Idea #3384
Add plugin for APFMon
0%
Description
We've talked in the past about making pilot logs available to the VO.
ATLAS does this and published information upstream to a central monitoring service called APFMon.
We could potentially do this, the API is very simple:
https://svnweb.cern.ch/trac/panda/browser/panda-autopyfactory/current/autopyfactory/plugins/APFMonitorPlugin.py
Related issues
History
#1 Updated by Igor Sfiligoi almost 8 years ago
Do we have an idea of what it takes to run the "APFMon server"?
#2 Updated by Burt Holzman almost 8 years ago
No idea. I've asked Peter Love and John Hover for a link to the source -- I would want to have our own monitoring server configured and deployed before any work was even started on this.
#3 Updated by Burt Holzman almost 8 years ago
I haven't updated this in a while but most of the work is done. There's a few tasks left:
1. Bundle our own json module (maybe just copy simplejson), we don't want to introduce this dependency.
2. Remove two more hard-coded bits (the APFMon server destination and the Factory URL that we register with).
3. Redirect the curl stdout/stderr to /dev/null when the glideins registers
4. Document the new config options to enable this
5. Revert the logs back to condor_activity_* so the stats don't get messed up
6. Remove the link to the individual pilot log on the APFMon server
For 5/6, I thought I combine some javascript + mod_rewrite to grep through the condor_activity log for a given job, but I don't know
if this is worth it.
#4 Updated by Igor Sfiligoi almost 8 years ago
What about security?
I am not sure I am comfortable exporting the raw logs to the whole world.
#5 Updated by Burt Holzman almost 8 years ago
APFMon just gets links to the factory webserver, so it's factory webserver security that determines how available the logs are.
(For my test farm I just made a simple rewrite rule, but it's Apache, so we can a better rule in place).

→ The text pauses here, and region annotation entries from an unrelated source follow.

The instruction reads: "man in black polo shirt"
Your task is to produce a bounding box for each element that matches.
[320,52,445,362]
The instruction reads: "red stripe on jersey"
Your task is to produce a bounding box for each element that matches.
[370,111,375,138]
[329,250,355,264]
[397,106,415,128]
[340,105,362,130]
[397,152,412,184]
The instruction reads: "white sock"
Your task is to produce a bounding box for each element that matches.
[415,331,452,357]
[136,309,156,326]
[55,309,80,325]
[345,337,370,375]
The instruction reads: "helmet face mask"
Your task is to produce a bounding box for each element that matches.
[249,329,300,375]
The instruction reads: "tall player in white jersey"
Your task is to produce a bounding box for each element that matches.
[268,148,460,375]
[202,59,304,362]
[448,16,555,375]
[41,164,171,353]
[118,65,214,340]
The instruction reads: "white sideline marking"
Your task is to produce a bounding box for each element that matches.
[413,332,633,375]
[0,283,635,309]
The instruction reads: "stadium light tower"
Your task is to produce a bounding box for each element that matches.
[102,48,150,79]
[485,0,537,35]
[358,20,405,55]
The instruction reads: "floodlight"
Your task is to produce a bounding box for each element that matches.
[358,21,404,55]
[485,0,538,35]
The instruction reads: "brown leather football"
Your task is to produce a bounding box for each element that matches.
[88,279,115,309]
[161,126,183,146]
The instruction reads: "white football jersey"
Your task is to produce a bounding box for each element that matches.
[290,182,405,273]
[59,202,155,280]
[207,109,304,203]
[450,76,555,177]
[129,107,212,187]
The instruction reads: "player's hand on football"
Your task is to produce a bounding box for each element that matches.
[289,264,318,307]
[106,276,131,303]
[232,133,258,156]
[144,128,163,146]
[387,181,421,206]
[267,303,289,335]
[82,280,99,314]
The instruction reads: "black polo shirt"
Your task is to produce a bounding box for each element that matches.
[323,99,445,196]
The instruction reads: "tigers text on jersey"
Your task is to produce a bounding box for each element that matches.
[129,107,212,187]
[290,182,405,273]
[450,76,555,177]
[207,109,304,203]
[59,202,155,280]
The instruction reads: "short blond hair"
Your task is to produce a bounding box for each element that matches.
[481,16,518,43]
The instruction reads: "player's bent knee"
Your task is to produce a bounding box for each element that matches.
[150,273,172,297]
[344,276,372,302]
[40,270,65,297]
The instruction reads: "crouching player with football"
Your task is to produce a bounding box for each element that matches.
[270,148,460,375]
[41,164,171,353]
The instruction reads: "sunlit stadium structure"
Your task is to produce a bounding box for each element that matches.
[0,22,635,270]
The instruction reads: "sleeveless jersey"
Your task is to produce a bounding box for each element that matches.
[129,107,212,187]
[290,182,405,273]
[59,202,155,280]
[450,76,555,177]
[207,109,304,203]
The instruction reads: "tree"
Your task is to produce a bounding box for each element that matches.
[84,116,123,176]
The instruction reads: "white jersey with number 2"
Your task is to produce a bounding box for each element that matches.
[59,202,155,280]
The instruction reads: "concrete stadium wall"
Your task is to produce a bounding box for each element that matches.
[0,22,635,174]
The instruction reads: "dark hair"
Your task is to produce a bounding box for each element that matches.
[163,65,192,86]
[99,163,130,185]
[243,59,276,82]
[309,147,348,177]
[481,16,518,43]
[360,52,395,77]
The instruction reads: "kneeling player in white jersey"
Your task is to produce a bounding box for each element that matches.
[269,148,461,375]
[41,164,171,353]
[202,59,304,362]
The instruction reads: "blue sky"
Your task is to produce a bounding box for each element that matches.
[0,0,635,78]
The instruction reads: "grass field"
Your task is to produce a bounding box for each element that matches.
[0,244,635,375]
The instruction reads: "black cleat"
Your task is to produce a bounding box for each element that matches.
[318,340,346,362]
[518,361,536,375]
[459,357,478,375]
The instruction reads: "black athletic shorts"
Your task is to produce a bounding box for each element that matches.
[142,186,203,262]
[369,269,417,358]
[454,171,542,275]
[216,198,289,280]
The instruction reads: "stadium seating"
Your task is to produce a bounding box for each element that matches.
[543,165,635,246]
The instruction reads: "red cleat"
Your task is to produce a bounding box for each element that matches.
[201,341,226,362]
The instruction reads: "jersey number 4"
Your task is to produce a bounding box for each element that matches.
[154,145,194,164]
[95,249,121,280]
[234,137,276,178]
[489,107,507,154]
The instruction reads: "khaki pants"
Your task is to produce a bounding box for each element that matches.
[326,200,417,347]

That does bring up another APFMon problem server-side -- the protocol is inherently insecure, there's zero authentication. Anyone can register a factory under
any URL, any IP can change the pilot state for any pilot. Surprised this passed ATLAS scrutiny so far.
#6 Updated by Igor Sfiligoi almost 8 years ago
- Having world-readable logs is most likely a privacy problem for some OSG VOs (current and/or future) using the common factories.

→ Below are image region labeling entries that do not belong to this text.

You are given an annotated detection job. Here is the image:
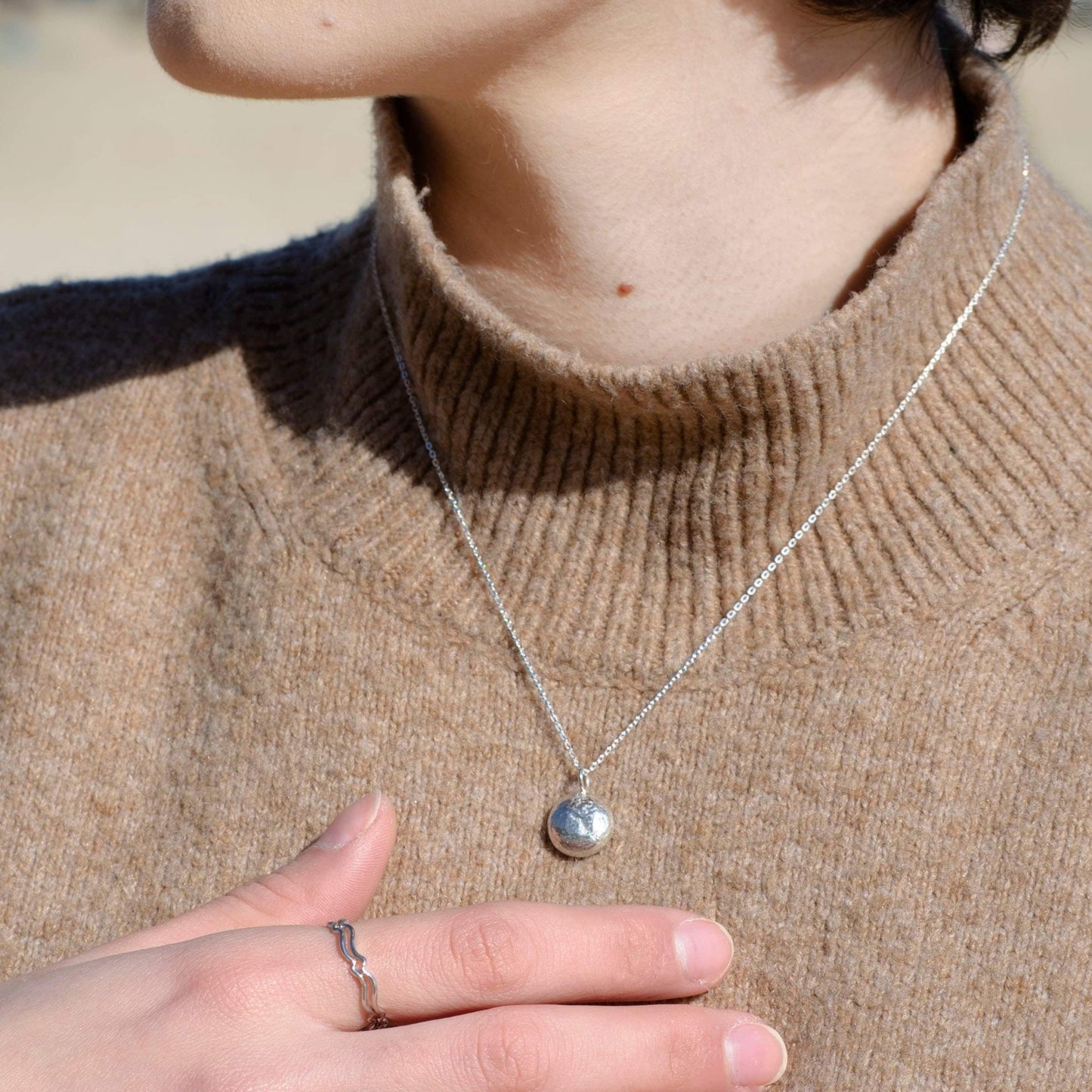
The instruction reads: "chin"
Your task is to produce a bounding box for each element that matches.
[145,0,385,98]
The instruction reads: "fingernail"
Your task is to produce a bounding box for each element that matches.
[675,917,733,986]
[724,1022,788,1089]
[311,788,382,849]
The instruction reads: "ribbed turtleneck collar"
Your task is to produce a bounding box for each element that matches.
[239,38,1092,682]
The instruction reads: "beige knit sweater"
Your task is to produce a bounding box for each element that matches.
[0,38,1092,1092]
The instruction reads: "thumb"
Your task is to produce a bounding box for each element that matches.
[63,790,398,964]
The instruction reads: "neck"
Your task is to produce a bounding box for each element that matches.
[393,2,960,366]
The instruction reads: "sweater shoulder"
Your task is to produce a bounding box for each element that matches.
[0,217,369,410]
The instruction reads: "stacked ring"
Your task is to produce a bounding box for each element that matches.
[326,918,388,1031]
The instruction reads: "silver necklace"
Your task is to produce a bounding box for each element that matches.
[370,143,1031,857]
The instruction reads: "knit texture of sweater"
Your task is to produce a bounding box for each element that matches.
[0,34,1092,1092]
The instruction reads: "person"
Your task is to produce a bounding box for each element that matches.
[0,0,1092,1092]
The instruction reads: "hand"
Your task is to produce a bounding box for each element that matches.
[0,794,785,1092]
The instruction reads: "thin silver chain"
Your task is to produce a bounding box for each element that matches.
[371,143,1031,792]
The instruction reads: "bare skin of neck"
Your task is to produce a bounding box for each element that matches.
[403,0,960,367]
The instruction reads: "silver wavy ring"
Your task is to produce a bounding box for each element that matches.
[326,918,388,1031]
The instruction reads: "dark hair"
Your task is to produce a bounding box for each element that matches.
[800,0,1073,61]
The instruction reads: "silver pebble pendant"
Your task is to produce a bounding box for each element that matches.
[548,788,614,857]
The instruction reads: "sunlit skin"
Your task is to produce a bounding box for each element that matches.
[149,0,959,367]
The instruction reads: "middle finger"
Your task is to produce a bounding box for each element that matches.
[292,901,733,1030]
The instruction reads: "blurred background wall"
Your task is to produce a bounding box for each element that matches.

- Short term, we should limit log access to FE admins only. The GF already has the DNs of the FEs, so we just need a tool to automate proper https configuration of Apache.
- Longer term, it would be nice to give sites access to logs that ran on their site(s). No obvious easy to handle solution at this point.

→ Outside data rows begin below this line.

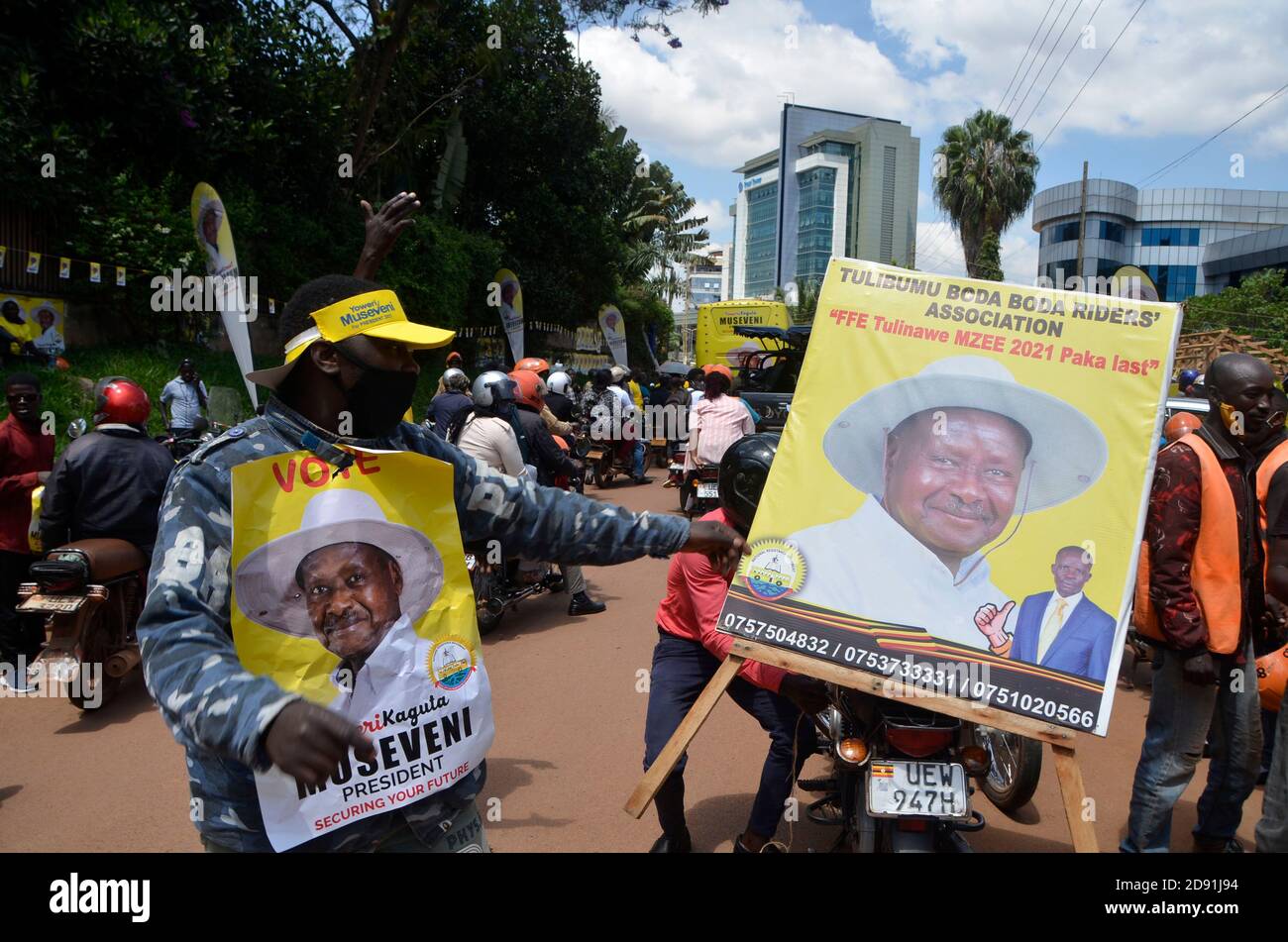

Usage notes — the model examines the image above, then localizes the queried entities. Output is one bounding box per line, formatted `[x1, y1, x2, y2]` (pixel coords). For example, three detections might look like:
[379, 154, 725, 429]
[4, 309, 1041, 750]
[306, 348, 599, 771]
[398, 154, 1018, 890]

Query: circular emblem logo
[429, 637, 474, 689]
[742, 539, 805, 598]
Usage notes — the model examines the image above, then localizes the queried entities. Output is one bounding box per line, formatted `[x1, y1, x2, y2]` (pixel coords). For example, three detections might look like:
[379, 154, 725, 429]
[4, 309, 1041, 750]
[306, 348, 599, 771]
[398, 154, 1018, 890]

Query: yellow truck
[695, 300, 791, 373]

#7 Updated by Burt Holzman over 7 years ago
- Target version changed from v3_1 to v3_x
#8 Updated by Burt Holzman over 7 years ago
I think what's left to do here is to have the factory write an appropriate httpd.conf file.
I thought I wrote a script for this but I guess not. Here's something like what it could look like:
# This is the httpd conf file # GlideinWMS VOFrontend web configuration Alias /factory /var/lib/gwms-factory/web-area <Directory /var/lib/gwms-factory/web-area> Order allow,deny Allow from all </Directory> Listen 8320 https <VirtualHost *:8320> DocumentRoot /var/log/gwms-factory/client Alias /factory/logs /var/log/gwms-factory/client <Directory /var/log/gwms-factory/client> Order deny,allow Deny from all </Directory> SSLEngine On SSLCertificateFile /etc/grid-security/hostcert.pem SSLCertificateKeyFile /etc/grid-security/hostkey.pem SSLCACertificatePath /etc/grid-security/certificates RewriteEngine On RewriteRule (.*)/GLIDEIN/(.*) $1/glidein_gfactory_instance/$2 [R=301,L] <Directory /var/log/gwms-factory/client/user_frontend> SSLVerifyClient Require SSLVerifyDepth 5 SSLRequireSSL SSLOptions +FakeBasicAuth +StdEnvVars SSLRequire (%{SSL_CLIENT_S_DN} =~ m#^\/DC\=org\/DC\=doegrids\/OU\=People\/CN\=Burt\ Holzman\ 380062#) Order allow,deny Allow from all </Directory> </VirtualHost>
#9 Updated by Burt Holzman over 7 years ago
- Target version changed from v3_x to v3_2_x
#10 Updated by Marco Mambelli over 2 years ago
- Target version changed from v3_2_x to v3_4_x
#11 Updated by Marco Mambelli over 2 years ago
- Target version changed from v3_4_x to v3_5_x
#12 Updated by Marco Mambelli over 1 year ago
- Target version changed from v3_5_x to v3_7_x